2) A subwoofer has a in built crossover and no bypass option . The AV receiver too has the facility so when setting the LF to go to sub isnt there going to be a phase shift happening when 2 crossovers come in line . So ideally it is best to use a sub with a bypass option Is this correct .


----------



## dougc (Dec 19, 2009)

Hi, welcome to The Shack! I would not run them full range for movies or you risk damaging them if they are not capable below 20hz. I let my avr take care of the lpf on the sub so that it can roll off completely.


----------



## nova (Apr 30, 2006)

Hello and welcome to the Shack.

There is no ideal crossover setting. It depends on many things like; your room, your speakers, your sub etc. You can run them full range or crossed over at 80Hz or somewhere in-between. I typically run mine set at 40hz as my speakers go down to 27Hz (±3dB). Is it idea? Probably not but after a lot of experimenting it is what sounds best to me in my room. You can usually go back to full range by simply selecting Direct Mode, Pure Direct or some similar variant depending on your AVR.

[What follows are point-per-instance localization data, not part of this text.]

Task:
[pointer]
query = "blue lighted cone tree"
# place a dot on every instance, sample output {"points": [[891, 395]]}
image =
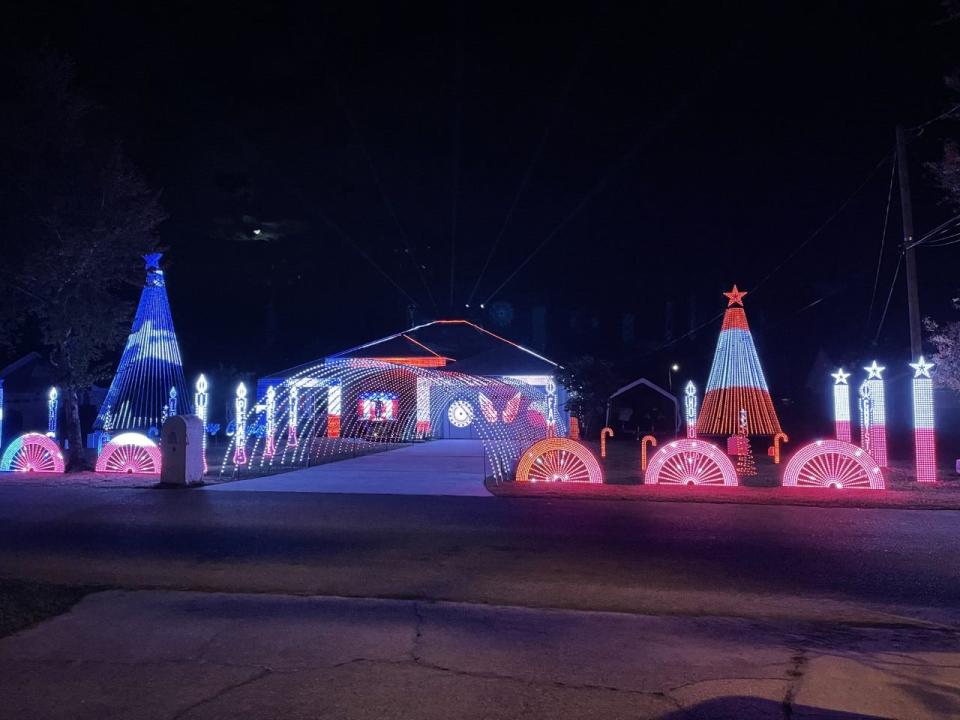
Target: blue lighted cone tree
{"points": [[150, 364], [736, 380], [82, 215]]}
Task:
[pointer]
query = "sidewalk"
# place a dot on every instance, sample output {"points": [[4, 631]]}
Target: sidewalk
{"points": [[145, 655]]}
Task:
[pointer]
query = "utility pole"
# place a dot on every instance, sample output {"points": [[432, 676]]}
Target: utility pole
{"points": [[906, 211]]}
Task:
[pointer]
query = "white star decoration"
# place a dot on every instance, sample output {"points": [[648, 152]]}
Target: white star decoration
{"points": [[840, 376], [874, 371], [921, 368]]}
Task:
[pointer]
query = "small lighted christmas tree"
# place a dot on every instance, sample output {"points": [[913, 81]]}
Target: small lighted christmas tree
{"points": [[746, 465], [736, 379]]}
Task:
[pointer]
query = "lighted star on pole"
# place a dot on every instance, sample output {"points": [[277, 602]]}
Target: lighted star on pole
{"points": [[840, 377], [735, 296], [921, 368], [874, 371]]}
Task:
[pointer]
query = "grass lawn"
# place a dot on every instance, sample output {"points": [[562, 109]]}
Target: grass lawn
{"points": [[23, 604]]}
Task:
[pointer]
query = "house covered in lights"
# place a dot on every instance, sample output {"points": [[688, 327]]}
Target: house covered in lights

As for the sub, I would not set it at 90Hz, I'd recommend setting it as high as it will go if it does not have a bypass.


----------



## willis7469 (Jan 31, 2014)

If by "subwoofer cutoff" you mean the LPF or low pass filter, you'll want this left at 120hz. The crossover for the towers will depend on the frequency response of the speaker. However, even if your speakers go down to say, 40hz, 80 is still accepted as the best place. At least to start. And as said, even taking into account the internal crossovers in the speaker, and their natural roll off, I wouldn't run them full range for movie application.


----------



## arun narula (Dec 25, 2013)

Thank you all for the reply. A friend is looking at the B&W 683S for the fronts centre htm61s2 surrounds s686s2 and subs asw610 has anyone review these


----------